A história sugere que a passagem de uma época para outra requer não apenas condições objetivas, mas rupturas de engajamento social que  reúnam a  energia da força e do consentimento para desbravar  novos caminhos.

O novo caminho no caso de São Paulo significa tornar  a força da cidadania  o motor determinante na gestão da cidade.

Diante do risco da morte súbita, Haddad apostou na democracia contra o caos.

A provação do Plano Diretor mostra a pertinência dessa escolha.

Leia abaixo alguns parâmetros extraídos de uma leitura preliminar do novo Plano para a cidade de São Paulo:

1. Estabelece que o Coeficiente de Aproveitamento  Básico de terrenos será igual para toda a cidade, algo talvez inédito no país. Toda construção acima dessa referência terá que ser negociada com o interesse público, representado pela prefeitura e mediado pelos critérios do novo Plano Diretor.

2. Define maior rigor no parcelamento, edificação e utilização compulsória de espaços ociosos. Novas normas permitem notificar os proprietários de áreas inutilizadas  –terrenos ou edificações--   que estarão sujeitos ao IPTU progressivo e também à desapropriação com títulos da dívida, caso ignorem as advertências.

3.Determina a criação de um Cadastro do Valor de Terreno para fins de outorga –autorização para construir acima da área disponível. 

4. Fixa a outorga onerosa do direito de construir em  5%, em média,  do Valor Geral de Venda dos Empreendimentos.
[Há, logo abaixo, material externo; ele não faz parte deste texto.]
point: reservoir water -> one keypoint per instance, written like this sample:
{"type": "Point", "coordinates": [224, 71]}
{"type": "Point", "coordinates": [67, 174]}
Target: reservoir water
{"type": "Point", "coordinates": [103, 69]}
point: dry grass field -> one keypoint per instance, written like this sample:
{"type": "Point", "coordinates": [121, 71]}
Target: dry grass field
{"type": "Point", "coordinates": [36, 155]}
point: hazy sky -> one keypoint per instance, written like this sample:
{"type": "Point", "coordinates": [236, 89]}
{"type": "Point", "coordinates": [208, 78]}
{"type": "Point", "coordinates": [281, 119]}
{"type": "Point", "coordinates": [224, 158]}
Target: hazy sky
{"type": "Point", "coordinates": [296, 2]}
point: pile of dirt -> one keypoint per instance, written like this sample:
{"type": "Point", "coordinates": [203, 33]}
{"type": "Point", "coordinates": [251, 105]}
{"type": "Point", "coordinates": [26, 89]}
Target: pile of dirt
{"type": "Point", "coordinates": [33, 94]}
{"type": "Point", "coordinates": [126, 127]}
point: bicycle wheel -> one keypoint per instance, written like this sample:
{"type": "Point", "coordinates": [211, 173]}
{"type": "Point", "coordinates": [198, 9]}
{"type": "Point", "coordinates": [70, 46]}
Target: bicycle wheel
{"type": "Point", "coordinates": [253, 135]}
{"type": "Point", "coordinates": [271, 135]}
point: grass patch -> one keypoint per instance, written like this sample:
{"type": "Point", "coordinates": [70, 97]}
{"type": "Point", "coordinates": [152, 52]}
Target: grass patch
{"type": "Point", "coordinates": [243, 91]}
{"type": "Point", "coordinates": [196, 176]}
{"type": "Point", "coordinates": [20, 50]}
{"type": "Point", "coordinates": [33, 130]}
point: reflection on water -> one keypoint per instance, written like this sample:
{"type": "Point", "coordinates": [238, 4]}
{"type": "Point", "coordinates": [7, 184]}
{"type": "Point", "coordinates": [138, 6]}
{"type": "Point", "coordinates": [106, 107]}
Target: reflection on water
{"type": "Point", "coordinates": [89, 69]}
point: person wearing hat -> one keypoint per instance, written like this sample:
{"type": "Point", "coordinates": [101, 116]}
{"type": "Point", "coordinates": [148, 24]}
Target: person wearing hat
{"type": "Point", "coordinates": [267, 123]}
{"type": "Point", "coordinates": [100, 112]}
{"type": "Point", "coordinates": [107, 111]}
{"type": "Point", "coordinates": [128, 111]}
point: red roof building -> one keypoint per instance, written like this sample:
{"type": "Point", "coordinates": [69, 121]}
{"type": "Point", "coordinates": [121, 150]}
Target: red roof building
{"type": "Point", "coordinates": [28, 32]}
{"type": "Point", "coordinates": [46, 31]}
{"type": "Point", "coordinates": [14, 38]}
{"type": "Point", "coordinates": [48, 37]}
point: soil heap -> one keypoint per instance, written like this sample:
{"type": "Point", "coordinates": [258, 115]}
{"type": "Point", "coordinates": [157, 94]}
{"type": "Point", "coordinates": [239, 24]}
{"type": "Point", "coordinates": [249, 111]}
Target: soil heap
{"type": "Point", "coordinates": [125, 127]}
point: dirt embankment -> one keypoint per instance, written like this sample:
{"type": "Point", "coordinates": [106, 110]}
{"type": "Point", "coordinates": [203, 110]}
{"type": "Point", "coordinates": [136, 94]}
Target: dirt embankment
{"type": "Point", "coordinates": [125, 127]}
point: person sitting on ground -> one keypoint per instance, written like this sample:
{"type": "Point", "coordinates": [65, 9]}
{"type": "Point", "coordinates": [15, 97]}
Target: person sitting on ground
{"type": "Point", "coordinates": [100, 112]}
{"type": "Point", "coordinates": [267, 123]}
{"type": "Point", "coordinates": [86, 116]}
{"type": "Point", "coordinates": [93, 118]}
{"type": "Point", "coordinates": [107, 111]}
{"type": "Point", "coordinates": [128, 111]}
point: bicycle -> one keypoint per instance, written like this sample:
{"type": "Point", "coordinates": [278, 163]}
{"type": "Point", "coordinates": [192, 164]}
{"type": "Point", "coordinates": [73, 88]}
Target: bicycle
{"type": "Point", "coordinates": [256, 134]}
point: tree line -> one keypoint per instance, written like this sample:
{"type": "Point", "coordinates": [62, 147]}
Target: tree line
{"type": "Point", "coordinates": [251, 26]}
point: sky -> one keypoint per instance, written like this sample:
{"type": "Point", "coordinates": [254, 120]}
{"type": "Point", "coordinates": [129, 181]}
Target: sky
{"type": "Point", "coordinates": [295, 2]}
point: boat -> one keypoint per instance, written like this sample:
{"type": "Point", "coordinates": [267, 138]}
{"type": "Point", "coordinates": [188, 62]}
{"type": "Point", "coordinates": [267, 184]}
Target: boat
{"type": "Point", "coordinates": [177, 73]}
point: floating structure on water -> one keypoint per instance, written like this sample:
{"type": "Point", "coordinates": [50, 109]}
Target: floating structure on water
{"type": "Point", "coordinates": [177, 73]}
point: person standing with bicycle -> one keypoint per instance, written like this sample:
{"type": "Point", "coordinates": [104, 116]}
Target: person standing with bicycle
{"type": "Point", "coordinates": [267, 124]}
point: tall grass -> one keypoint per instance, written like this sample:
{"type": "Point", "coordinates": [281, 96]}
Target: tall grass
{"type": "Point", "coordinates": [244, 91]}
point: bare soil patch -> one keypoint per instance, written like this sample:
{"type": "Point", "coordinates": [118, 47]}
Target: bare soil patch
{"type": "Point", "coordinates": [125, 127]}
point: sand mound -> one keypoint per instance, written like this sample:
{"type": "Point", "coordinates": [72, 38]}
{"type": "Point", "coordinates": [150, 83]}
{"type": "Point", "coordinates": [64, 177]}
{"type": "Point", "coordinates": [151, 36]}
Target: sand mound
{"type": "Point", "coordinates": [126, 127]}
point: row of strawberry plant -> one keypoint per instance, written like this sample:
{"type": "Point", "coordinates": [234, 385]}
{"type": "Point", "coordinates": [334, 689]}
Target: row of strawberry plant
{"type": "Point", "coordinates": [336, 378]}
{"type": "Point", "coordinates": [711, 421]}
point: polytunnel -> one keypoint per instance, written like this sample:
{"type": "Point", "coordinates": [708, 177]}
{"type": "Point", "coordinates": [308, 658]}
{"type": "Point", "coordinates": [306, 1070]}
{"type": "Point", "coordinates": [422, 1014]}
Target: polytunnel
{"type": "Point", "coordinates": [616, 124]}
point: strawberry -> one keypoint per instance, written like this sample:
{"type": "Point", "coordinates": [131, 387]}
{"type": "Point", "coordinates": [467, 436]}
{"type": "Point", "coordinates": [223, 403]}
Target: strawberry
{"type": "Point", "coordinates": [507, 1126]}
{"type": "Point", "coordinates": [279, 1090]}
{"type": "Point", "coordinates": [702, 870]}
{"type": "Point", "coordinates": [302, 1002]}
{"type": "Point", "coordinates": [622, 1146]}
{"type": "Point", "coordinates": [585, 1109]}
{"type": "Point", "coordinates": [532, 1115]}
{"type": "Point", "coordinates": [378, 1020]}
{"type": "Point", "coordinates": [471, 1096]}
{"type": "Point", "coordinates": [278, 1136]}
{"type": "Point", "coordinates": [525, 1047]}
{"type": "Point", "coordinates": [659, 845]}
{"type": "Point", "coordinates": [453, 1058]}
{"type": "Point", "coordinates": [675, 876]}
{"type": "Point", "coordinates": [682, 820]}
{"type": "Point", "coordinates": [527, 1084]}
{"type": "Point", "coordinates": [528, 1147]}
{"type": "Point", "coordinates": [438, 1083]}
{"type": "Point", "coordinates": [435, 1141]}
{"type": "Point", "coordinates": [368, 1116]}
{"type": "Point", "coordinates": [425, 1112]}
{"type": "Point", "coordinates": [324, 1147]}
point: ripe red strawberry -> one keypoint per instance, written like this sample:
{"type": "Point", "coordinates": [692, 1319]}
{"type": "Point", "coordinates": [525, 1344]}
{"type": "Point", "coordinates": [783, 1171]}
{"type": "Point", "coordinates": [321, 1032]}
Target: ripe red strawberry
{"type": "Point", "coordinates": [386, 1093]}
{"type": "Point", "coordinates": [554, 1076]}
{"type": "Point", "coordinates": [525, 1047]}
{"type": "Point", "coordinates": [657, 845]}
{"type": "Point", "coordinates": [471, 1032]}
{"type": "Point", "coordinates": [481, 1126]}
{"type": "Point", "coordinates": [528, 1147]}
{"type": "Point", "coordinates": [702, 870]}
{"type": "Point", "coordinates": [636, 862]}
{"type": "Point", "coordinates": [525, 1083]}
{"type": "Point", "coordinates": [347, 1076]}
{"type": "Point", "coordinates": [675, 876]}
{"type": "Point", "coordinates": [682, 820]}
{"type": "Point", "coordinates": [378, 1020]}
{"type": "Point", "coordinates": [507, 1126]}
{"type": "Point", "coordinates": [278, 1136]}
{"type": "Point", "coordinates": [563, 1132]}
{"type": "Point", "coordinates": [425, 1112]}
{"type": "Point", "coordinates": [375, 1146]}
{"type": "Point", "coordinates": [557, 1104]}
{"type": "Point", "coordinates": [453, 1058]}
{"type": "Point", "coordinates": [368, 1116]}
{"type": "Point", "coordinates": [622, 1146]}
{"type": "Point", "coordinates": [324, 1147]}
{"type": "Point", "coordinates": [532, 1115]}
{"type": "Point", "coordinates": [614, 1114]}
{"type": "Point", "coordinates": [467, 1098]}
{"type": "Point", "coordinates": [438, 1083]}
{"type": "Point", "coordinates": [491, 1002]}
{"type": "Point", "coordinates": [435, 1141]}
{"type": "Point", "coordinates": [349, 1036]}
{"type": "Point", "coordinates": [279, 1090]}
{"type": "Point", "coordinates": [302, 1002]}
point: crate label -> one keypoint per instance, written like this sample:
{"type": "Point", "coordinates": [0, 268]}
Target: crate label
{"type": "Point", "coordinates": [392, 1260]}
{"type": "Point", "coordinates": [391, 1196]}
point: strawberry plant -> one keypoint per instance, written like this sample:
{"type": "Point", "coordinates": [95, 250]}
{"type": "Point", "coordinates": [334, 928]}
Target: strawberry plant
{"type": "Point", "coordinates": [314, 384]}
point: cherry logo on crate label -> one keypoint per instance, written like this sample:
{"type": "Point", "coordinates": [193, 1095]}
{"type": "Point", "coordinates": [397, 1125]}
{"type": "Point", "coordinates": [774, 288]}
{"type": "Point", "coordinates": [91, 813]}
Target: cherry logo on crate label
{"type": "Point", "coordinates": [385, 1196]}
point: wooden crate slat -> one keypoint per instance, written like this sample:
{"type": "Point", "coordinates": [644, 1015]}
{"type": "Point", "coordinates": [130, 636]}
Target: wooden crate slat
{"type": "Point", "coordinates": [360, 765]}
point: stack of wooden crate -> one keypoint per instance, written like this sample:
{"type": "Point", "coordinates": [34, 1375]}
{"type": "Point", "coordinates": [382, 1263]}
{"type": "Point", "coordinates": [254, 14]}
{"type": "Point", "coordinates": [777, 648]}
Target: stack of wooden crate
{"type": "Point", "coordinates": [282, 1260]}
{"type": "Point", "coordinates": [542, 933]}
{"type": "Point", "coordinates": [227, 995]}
A receita  decorrente será destinada ao fundo de urbanização ( FUNDURB).  Cerca de 60% da arrecadação irá para os sistemas de mobilidade (transporte coletivo, cicloviário e de pedestres). 

5. Cria a Macroárea de Estruturação Metropolitana: objetivo é consolidar o território estratégico da cidade por meio de projetos urbanísticos definidos pelo poder municipal, a serem desenvolvidos até 2018.

6. Induz a um maior adensamento nos corredores de transporte público, graças ao coeficiente de aproveitamento. Toda a ocupação nesse perímetro obedecerá a condições urbanísticas especiais: calçadas largas, fachada ativa, incentivo a uso misto (residencial/comercial)  para fruição pública de edificações etc.

7. Promove a reordenação urbana pelo coeficiente de aproveitamento (direito de construir): áreas fora dos eixos de transporte coletivo terão coeficiente máximo 2; o centro expandido terá limites inferiores aos atuais; exceto  quadras já verticalizadas, o gabarito será de 8 andares.

8.Cria a Cota de Solidariedade: estima-se que a área destinada a ZEIS, zonas especiais de interesse para moradia social terá um crescimento superior a 160% em relação ao último plano diretor.

9. Eleva capacidade financeira do município para gerir áreas de interesse social: vincula 30% do FUNDURB para compra de terrenos com essa finalidade.

10. Expande e reforça as políticas para a área  rural, ambiental e cultural através das Zonas Especiais de Preservação Cultural, Fundo Municipal de Parques, Plano de Desenvolvimento Rural do município e Plano Municipal de Mata Atlântica.